What will Rotorua's median price look like in 20 years time? OneRoof has crunched some numbers to help you work it out.
In 20 years' time the median Rotorua home is tipped to reach $1.4 million, according to new forecast data calculated by OneRoof.
But despite what might seem a hefty price tag, Rotorua will still be seen as affordable, according to experts.
The OneRoof predictions looked at the change in the median sale price for every territorial authority in New Zealand between 1999 and 2019 and applied the same percentage increase to current house prices.
The exercise was to see what the trajectory would look like if the market cycle from the past 20 years repeated itself over the next 20 years.
OneRoof editor Owen Vaughan said first-home buyers were currently paying $700,000 to $1m in Auckland, so it was not too far fetched to predict the median house price in Rotorua could reach $1.4m in 20 years.
In Tauranga the median house price is tipped to grow even more, increasing by 2039 to $2.3m.

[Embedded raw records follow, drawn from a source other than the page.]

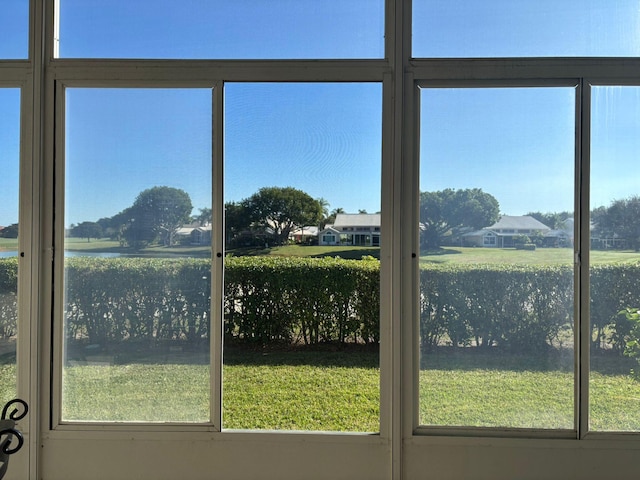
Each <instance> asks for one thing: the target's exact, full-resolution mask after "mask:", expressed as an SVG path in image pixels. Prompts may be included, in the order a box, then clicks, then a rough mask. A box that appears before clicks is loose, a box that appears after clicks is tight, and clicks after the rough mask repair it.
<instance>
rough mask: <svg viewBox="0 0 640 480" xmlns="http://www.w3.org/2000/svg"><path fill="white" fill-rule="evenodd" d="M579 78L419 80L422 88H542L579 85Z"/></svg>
mask: <svg viewBox="0 0 640 480" xmlns="http://www.w3.org/2000/svg"><path fill="white" fill-rule="evenodd" d="M579 82H580V79H579V78H573V77H571V78H529V79H519V78H518V79H516V78H514V79H502V78H499V79H498V78H496V79H486V78H483V79H476V78H474V79H464V80H461V79H458V78H454V79H446V80H445V79H436V80H419V81H417V82H416V83H417V85H418V86H419V87H421V88H540V87H569V88H573V87H577V86H578V84H579Z"/></svg>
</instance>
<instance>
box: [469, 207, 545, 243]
mask: <svg viewBox="0 0 640 480" xmlns="http://www.w3.org/2000/svg"><path fill="white" fill-rule="evenodd" d="M549 232H551V229H550V228H549V227H547V226H546V225H545V224H544V223H542V222H539V221H538V220H536V219H535V218H533V217H530V216H528V215H524V216H510V215H503V216H502V217H501V218H500V220H498V221H497V222H496V223H494V224H493V225H491V226H490V227H486V228H483V229H481V230H476V231H474V232H469V233H465V234H464V235H462V237H461V238H462V244H463V245H464V246H469V247H496V248H508V247H513V246H514V241H513V240H514V237H517V236H519V235H527V236H531V235H534V234H542V235H543V236H544V235H547V234H548V233H549Z"/></svg>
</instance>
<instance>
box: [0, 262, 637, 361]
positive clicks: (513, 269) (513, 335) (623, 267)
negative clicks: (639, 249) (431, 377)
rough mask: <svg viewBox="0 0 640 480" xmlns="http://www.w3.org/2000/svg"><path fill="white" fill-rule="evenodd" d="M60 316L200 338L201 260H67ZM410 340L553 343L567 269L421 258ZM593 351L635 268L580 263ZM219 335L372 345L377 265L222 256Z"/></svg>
mask: <svg viewBox="0 0 640 480" xmlns="http://www.w3.org/2000/svg"><path fill="white" fill-rule="evenodd" d="M65 264H66V282H67V284H66V288H67V290H66V305H67V309H66V311H65V312H64V315H65V322H66V334H67V337H68V338H69V339H76V340H82V341H83V342H87V343H91V344H99V345H107V344H113V343H117V342H121V341H136V342H143V343H148V344H157V343H158V342H165V341H183V342H187V343H189V344H199V343H202V342H206V341H207V339H208V336H209V317H210V315H209V303H210V291H211V274H210V262H209V261H208V260H206V259H180V260H175V259H141V258H133V259H123V258H116V259H102V258H87V257H84V258H83V257H78V258H69V259H67V261H66V262H65ZM17 265H18V262H17V259H15V258H10V259H0V336H2V337H10V336H12V335H15V333H16V318H17V306H16V285H17ZM420 283H421V289H420V292H421V293H420V332H421V334H420V344H421V347H422V348H423V349H428V348H431V347H434V346H436V345H441V344H443V343H449V344H452V345H455V346H463V345H476V346H478V347H490V346H495V345H499V346H502V347H506V348H512V349H517V350H519V351H535V350H539V349H543V348H548V347H549V346H551V345H557V344H558V339H559V338H560V337H562V336H563V335H564V337H565V343H566V342H570V341H571V336H570V335H568V336H567V333H568V332H570V331H571V330H572V323H573V320H572V318H573V313H572V312H573V271H572V269H571V268H570V267H568V266H517V265H444V266H443V265H433V266H432V265H429V266H427V267H424V268H422V269H421V270H420ZM591 291H592V292H593V294H592V296H591V297H592V298H591V319H592V332H593V341H594V346H595V347H596V348H598V347H599V348H605V347H606V348H611V347H612V348H614V349H616V350H618V351H619V352H620V353H622V352H623V351H624V348H625V344H626V343H625V342H626V341H627V339H628V335H629V330H630V328H631V326H630V325H629V322H628V321H626V320H625V318H624V316H620V315H618V312H620V311H621V310H623V309H624V308H626V307H628V306H631V305H640V263H635V264H628V263H625V264H613V265H595V266H593V267H592V269H591ZM221 308H223V309H224V319H225V324H224V333H225V335H226V337H227V339H233V340H235V341H241V342H248V343H256V344H268V343H274V342H285V343H289V342H298V343H306V344H313V343H320V342H371V343H375V342H378V341H379V339H380V334H379V320H378V319H379V310H380V309H379V262H378V261H377V260H375V259H372V258H369V259H365V260H363V261H360V260H343V259H339V258H318V259H316V258H277V257H228V258H227V259H226V260H225V285H224V304H223V305H222V306H221Z"/></svg>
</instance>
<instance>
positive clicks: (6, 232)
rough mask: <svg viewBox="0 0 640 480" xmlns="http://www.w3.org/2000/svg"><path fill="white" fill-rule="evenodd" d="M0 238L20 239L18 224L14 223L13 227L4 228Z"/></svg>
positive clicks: (0, 231) (11, 225)
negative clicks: (18, 234)
mask: <svg viewBox="0 0 640 480" xmlns="http://www.w3.org/2000/svg"><path fill="white" fill-rule="evenodd" d="M0 237H3V238H18V224H17V223H12V224H11V225H9V226H7V227H4V228H3V229H2V230H0Z"/></svg>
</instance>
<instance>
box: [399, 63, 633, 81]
mask: <svg viewBox="0 0 640 480" xmlns="http://www.w3.org/2000/svg"><path fill="white" fill-rule="evenodd" d="M408 69H409V70H410V71H411V72H412V73H413V74H414V76H415V78H422V79H424V80H444V79H457V80H482V79H487V80H492V79H501V80H511V79H518V80H521V81H526V80H527V79H551V78H555V79H574V78H581V77H593V78H598V77H602V72H606V73H607V78H612V77H615V78H619V79H634V78H636V79H637V77H638V76H639V75H640V59H639V58H572V57H567V58H557V57H554V58H498V59H496V58H491V59H412V60H411V61H410V65H409V67H408Z"/></svg>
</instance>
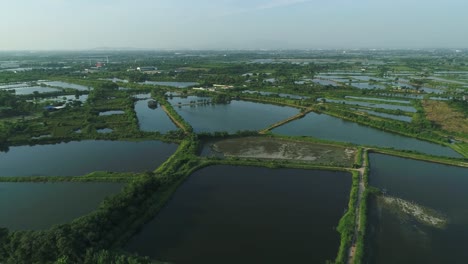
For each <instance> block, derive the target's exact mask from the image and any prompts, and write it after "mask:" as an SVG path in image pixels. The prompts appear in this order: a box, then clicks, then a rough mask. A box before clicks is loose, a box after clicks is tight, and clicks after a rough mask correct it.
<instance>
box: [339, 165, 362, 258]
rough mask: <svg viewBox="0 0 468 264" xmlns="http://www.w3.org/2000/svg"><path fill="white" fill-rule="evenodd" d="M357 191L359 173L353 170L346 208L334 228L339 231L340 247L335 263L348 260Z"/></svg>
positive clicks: (352, 236) (352, 230) (352, 239)
mask: <svg viewBox="0 0 468 264" xmlns="http://www.w3.org/2000/svg"><path fill="white" fill-rule="evenodd" d="M358 193H359V173H358V172H356V171H353V183H352V186H351V192H350V195H349V202H348V209H347V210H346V213H345V214H344V215H343V217H341V219H340V222H339V223H338V227H337V228H336V230H337V231H338V232H339V233H340V236H341V239H340V247H339V249H338V255H337V257H336V259H335V263H338V264H344V263H347V260H348V250H349V247H350V246H351V243H352V240H353V234H354V228H355V226H356V204H357V201H358V195H359V194H358Z"/></svg>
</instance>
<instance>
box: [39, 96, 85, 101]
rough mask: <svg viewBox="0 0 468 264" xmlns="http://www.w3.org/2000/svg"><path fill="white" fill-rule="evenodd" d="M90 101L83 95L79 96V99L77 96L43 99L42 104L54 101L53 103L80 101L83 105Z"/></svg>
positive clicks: (40, 99)
mask: <svg viewBox="0 0 468 264" xmlns="http://www.w3.org/2000/svg"><path fill="white" fill-rule="evenodd" d="M86 100H88V95H87V94H82V95H79V96H78V98H77V97H76V96H75V95H61V96H54V97H46V98H41V99H40V101H41V102H46V101H53V102H73V101H80V102H82V103H84V102H86Z"/></svg>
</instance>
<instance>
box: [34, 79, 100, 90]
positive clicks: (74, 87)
mask: <svg viewBox="0 0 468 264" xmlns="http://www.w3.org/2000/svg"><path fill="white" fill-rule="evenodd" d="M41 83H44V84H46V85H49V86H54V87H61V88H69V89H75V90H79V91H87V90H88V87H86V86H83V85H79V84H74V83H67V82H61V81H51V82H41ZM91 89H92V87H91Z"/></svg>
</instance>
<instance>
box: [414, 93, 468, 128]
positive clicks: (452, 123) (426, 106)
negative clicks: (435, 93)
mask: <svg viewBox="0 0 468 264" xmlns="http://www.w3.org/2000/svg"><path fill="white" fill-rule="evenodd" d="M423 107H424V111H425V112H426V118H427V119H428V120H430V121H433V122H435V123H436V124H438V125H440V126H441V128H442V129H444V130H446V131H449V132H455V133H461V134H465V135H466V134H468V118H466V117H465V115H464V114H463V113H460V112H457V111H456V110H455V109H453V108H451V107H450V106H449V105H448V104H447V103H446V102H442V101H431V100H425V101H423Z"/></svg>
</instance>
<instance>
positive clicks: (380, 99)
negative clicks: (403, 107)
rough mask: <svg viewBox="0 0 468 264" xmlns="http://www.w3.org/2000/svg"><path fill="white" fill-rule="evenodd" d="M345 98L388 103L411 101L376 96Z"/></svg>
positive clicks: (345, 97)
mask: <svg viewBox="0 0 468 264" xmlns="http://www.w3.org/2000/svg"><path fill="white" fill-rule="evenodd" d="M345 98H350V99H356V100H372V101H382V102H388V103H401V104H410V103H411V102H410V101H406V100H395V99H384V98H375V97H360V96H345Z"/></svg>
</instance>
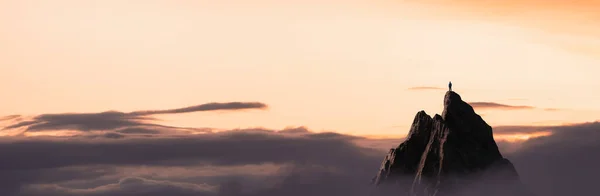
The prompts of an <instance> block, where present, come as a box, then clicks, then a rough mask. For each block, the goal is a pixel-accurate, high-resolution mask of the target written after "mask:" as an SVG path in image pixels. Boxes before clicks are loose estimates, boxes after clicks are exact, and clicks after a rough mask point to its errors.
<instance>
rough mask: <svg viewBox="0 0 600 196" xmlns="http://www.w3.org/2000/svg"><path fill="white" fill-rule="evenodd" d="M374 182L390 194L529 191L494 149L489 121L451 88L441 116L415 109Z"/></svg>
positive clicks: (445, 96)
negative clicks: (477, 111)
mask: <svg viewBox="0 0 600 196" xmlns="http://www.w3.org/2000/svg"><path fill="white" fill-rule="evenodd" d="M374 183H375V184H376V185H377V186H378V187H381V188H380V189H381V190H383V189H385V190H388V189H395V191H394V193H395V195H399V194H400V195H402V194H404V195H418V196H421V195H437V196H445V195H465V196H466V195H531V194H530V193H529V192H528V191H527V190H526V189H525V187H524V186H523V185H522V184H521V183H520V181H519V176H518V174H517V171H516V170H515V168H514V166H513V165H512V163H511V162H510V161H509V160H508V159H505V158H504V157H503V156H502V154H501V153H500V151H499V150H498V146H497V145H496V142H495V141H494V136H493V133H492V127H490V126H489V125H488V124H487V123H486V122H485V121H484V120H483V119H482V118H481V116H479V115H478V114H476V113H475V111H474V110H473V107H471V106H470V105H469V104H467V103H465V102H464V101H462V99H461V97H460V95H458V94H457V93H455V92H453V91H448V92H447V93H446V96H445V97H444V111H443V113H442V115H441V116H440V115H438V114H436V115H435V116H434V117H433V118H431V117H430V116H429V115H427V114H426V113H425V111H420V112H418V113H417V115H416V116H415V119H414V121H413V124H412V126H411V128H410V132H409V133H408V135H407V138H406V140H405V141H404V142H402V143H401V144H400V145H399V146H398V147H397V148H395V149H391V150H390V152H389V153H388V155H387V156H386V157H385V159H384V161H383V163H382V166H381V169H380V171H379V173H378V174H377V176H376V177H375V179H374Z"/></svg>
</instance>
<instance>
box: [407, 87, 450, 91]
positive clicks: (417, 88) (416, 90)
mask: <svg viewBox="0 0 600 196" xmlns="http://www.w3.org/2000/svg"><path fill="white" fill-rule="evenodd" d="M407 90H411V91H423V90H446V89H445V88H440V87H433V86H415V87H410V88H408V89H407Z"/></svg>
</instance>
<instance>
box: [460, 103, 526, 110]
mask: <svg viewBox="0 0 600 196" xmlns="http://www.w3.org/2000/svg"><path fill="white" fill-rule="evenodd" d="M469 105H471V106H473V108H479V109H503V110H520V109H534V108H535V107H533V106H513V105H506V104H500V103H494V102H470V103H469Z"/></svg>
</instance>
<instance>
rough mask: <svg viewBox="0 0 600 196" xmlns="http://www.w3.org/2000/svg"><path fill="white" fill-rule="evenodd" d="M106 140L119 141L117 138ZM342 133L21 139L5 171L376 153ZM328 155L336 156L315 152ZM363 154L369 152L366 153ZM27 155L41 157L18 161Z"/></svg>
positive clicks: (337, 156)
mask: <svg viewBox="0 0 600 196" xmlns="http://www.w3.org/2000/svg"><path fill="white" fill-rule="evenodd" d="M106 137H112V138H115V137H116V138H119V136H118V135H112V134H111V135H108V136H106ZM352 138H354V137H351V136H347V137H342V135H341V134H322V133H316V134H308V135H305V136H302V137H288V136H285V135H283V134H277V133H276V132H274V131H271V132H269V133H258V132H253V130H248V131H230V132H223V133H219V134H200V135H186V136H173V137H166V136H165V137H154V138H139V137H137V138H133V137H131V138H122V139H120V140H86V139H85V137H84V138H72V137H69V138H52V139H45V138H31V139H30V138H20V139H14V140H10V141H5V142H0V157H12V158H11V159H3V161H2V162H0V170H29V169H45V168H59V167H68V166H77V165H93V164H113V165H137V164H146V165H148V164H150V165H152V164H156V165H177V164H180V163H181V162H187V161H191V162H194V161H203V162H210V163H211V164H218V165H245V164H261V163H287V162H292V161H303V162H313V163H319V164H330V163H333V162H336V161H339V160H340V159H353V158H352V155H356V154H360V153H366V152H374V150H372V151H367V150H361V149H359V148H356V147H354V145H353V144H352V143H351V142H349V141H350V139H352ZM316 151H327V152H328V153H335V154H336V156H330V155H325V154H323V153H314V152H316ZM363 151H364V152H363ZM23 154H28V155H36V156H19V155H23ZM107 156H108V157H110V158H107Z"/></svg>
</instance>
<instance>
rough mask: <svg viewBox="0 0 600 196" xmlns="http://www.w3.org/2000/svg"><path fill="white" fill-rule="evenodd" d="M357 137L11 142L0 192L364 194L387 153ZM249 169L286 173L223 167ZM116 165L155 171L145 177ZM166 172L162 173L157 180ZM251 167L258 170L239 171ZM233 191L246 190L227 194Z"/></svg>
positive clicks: (144, 137) (1, 179)
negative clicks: (373, 176)
mask: <svg viewBox="0 0 600 196" xmlns="http://www.w3.org/2000/svg"><path fill="white" fill-rule="evenodd" d="M354 140H366V139H364V138H360V137H354V136H347V135H343V134H337V133H313V132H310V131H308V130H305V129H304V128H291V129H288V130H280V131H275V130H266V129H257V130H254V129H247V130H232V131H224V132H219V133H207V134H200V135H186V136H171V135H161V134H159V135H157V136H156V137H126V138H122V139H119V140H114V139H106V138H89V137H66V138H64V137H60V138H58V137H33V138H24V137H9V138H6V139H5V140H2V141H0V157H2V159H3V161H2V162H1V163H0V182H5V183H0V195H27V196H29V195H31V196H33V195H47V196H53V195H94V196H96V195H97V196H104V195H116V196H119V195H149V196H153V195H228V194H229V195H244V196H246V195H247V196H250V195H256V196H259V195H260V196H269V195H291V196H294V195H306V194H310V195H332V194H336V193H339V194H342V193H343V194H346V195H349V196H351V195H359V194H358V193H366V191H367V190H368V187H370V185H369V182H370V180H371V178H372V177H373V175H375V173H376V171H377V169H378V167H379V164H380V161H381V159H382V157H383V156H384V155H385V153H386V152H385V151H383V150H378V149H373V148H366V147H361V146H357V145H354V143H353V141H354ZM390 147H392V146H390ZM25 155H29V156H25ZM248 165H267V166H268V165H271V166H270V167H273V165H280V166H281V169H279V170H278V171H277V172H275V173H272V174H269V173H268V172H267V173H266V174H269V175H266V174H263V175H262V177H261V176H255V174H253V175H252V174H246V175H243V176H240V175H241V174H239V173H238V174H237V175H238V176H237V177H231V175H232V173H234V172H232V171H233V170H231V169H218V168H220V167H223V168H231V167H238V168H241V169H244V167H246V166H248ZM173 167H176V168H190V169H191V170H190V171H193V169H194V168H198V167H214V168H213V169H211V170H210V171H220V172H221V174H212V175H208V176H207V175H206V172H203V174H196V176H194V172H185V171H183V172H176V171H177V170H174V169H170V168H173ZM103 168H105V169H103ZM118 168H139V169H143V168H149V169H150V171H148V172H146V175H143V174H141V173H139V172H137V173H136V172H131V170H128V171H129V172H127V171H125V172H124V171H123V170H121V169H118ZM161 168H162V170H163V171H165V172H162V174H161V175H157V171H160V170H161ZM215 168H216V169H215ZM357 168H361V169H357ZM88 170H89V171H88ZM246 170H248V171H251V172H258V171H260V170H261V169H252V168H246V169H245V170H240V169H238V171H246ZM166 171H170V172H166ZM205 171H209V170H205ZM248 171H246V172H245V173H248ZM168 173H170V175H167V174H168ZM213 173H214V172H213ZM215 175H216V176H215ZM228 176H229V177H228ZM257 179H260V180H257ZM257 183H258V184H257ZM228 186H229V187H228ZM236 186H238V188H239V186H242V188H241V190H240V191H244V192H240V191H237V192H236V191H233V192H229V193H227V191H226V190H235V188H236ZM347 186H349V187H352V188H349V187H347ZM219 187H220V188H219ZM248 191H249V192H248ZM363 195H364V194H363Z"/></svg>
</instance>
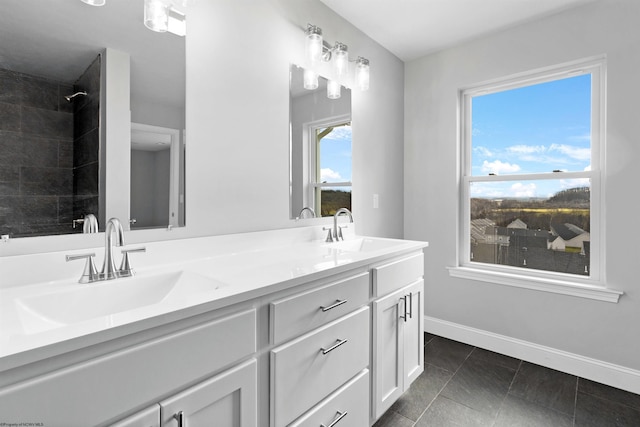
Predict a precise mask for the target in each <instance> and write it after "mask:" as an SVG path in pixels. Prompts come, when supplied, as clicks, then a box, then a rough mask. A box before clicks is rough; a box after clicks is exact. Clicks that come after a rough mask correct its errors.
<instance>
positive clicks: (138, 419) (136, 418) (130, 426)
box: [109, 404, 160, 427]
mask: <svg viewBox="0 0 640 427" xmlns="http://www.w3.org/2000/svg"><path fill="white" fill-rule="evenodd" d="M109 427H160V405H158V404H155V405H153V406H151V407H149V408H147V409H144V410H142V411H140V412H137V413H135V414H133V415H130V416H128V417H127V418H125V419H124V420H120V421H119V422H117V423H115V424H112V425H111V426H109Z"/></svg>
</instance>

The average price of a house in Auckland could rise to almost $3m by 2039.
The figures suggest Wairoa in Hawke's Bay will be the cheapest place to buy property in 20 years' time, with house prices there expected to rise to a still affordable $353,309.
The most expensive to buy will still likely be Queenstown - but buyers there may have to stump up $4.79m for a home, as opposed to about $1m now.
Vaughan said prices in Rotorua had leapt in the past five to 10 years yet it was still seen as affordable.
"I don't think it is far fetched to say Rotorua's prices will continue to soar but it will always be seen as a more affordable place to buy and almost a satellite city to the more expensive Tauranga."
Vaughan said at the end of every year housing market experts were asked to predict what would happen in the next one, but we thought we would go out on a limb and look at what house prices might look like in 20 years' time.
"The last 20 years have seen major changes to the housing market, with prices rising between 200 and 500 per cent for the majority of the country.
"Although there have been significant drivers in the market that may not be repeated over the next 20 years - such as high levels of immigration - it's possible that Kiwis will be paying the kind of prices that only the wealthy can afford now."
James Wilson, director of valuation innovation at OneRoof's data partner Valocity, said: "Trying to predict what house prices will be in 2020 is difficult enough, so our predictions for 2040 should be taken with a big grain of salt. However, you can analyse current and past performance of the property market to try to determine future trends.
"Strong demand has supported value growth over the past 20 years and our analysis of sale prices since the end of 1999 shows dramatic changes in the market. Many of our main urban centres, in particular, Auckland and Queenstown, are now unaffordable on an international scale. This is important as when affordability constraints begin to take effect it can have an impact on future value growth."
Tremains Bay of Plenty and Waikato general manager Anton Jones said property was always valuable.
"It's always going to go up, and down, but generally over a longer period, it goes up. Unfortunately, none of us have a crystal ball because if we did we'd all be rich but it's generally known it's a very valuable asset."
Jones said if you looked at the previous 20 years, property went up but it was always hard to tell how much it would go up by in the next 20 years.
Realty Group, which operates Eves and Bayleys, managing director Simon Anderson said the past often reflected the future but he said it was too hard to tell whether the predictions were accurate, given world event changes, government changes and immigration changes.
"If you went back to 1999 and said the median house price would increase in 20 years by 300 per cent, they would say 'whatever'. Now we are saying the same thing and maybe it's right."
He said history told us Kiwis loved owning their own homes, however, the new generation was different and liked to have things now, rather than later, which impacted on saving attitudes and ultimately their abilities to buy a house.
"But with interest rates the way they are now, there's no better time to enter the property market."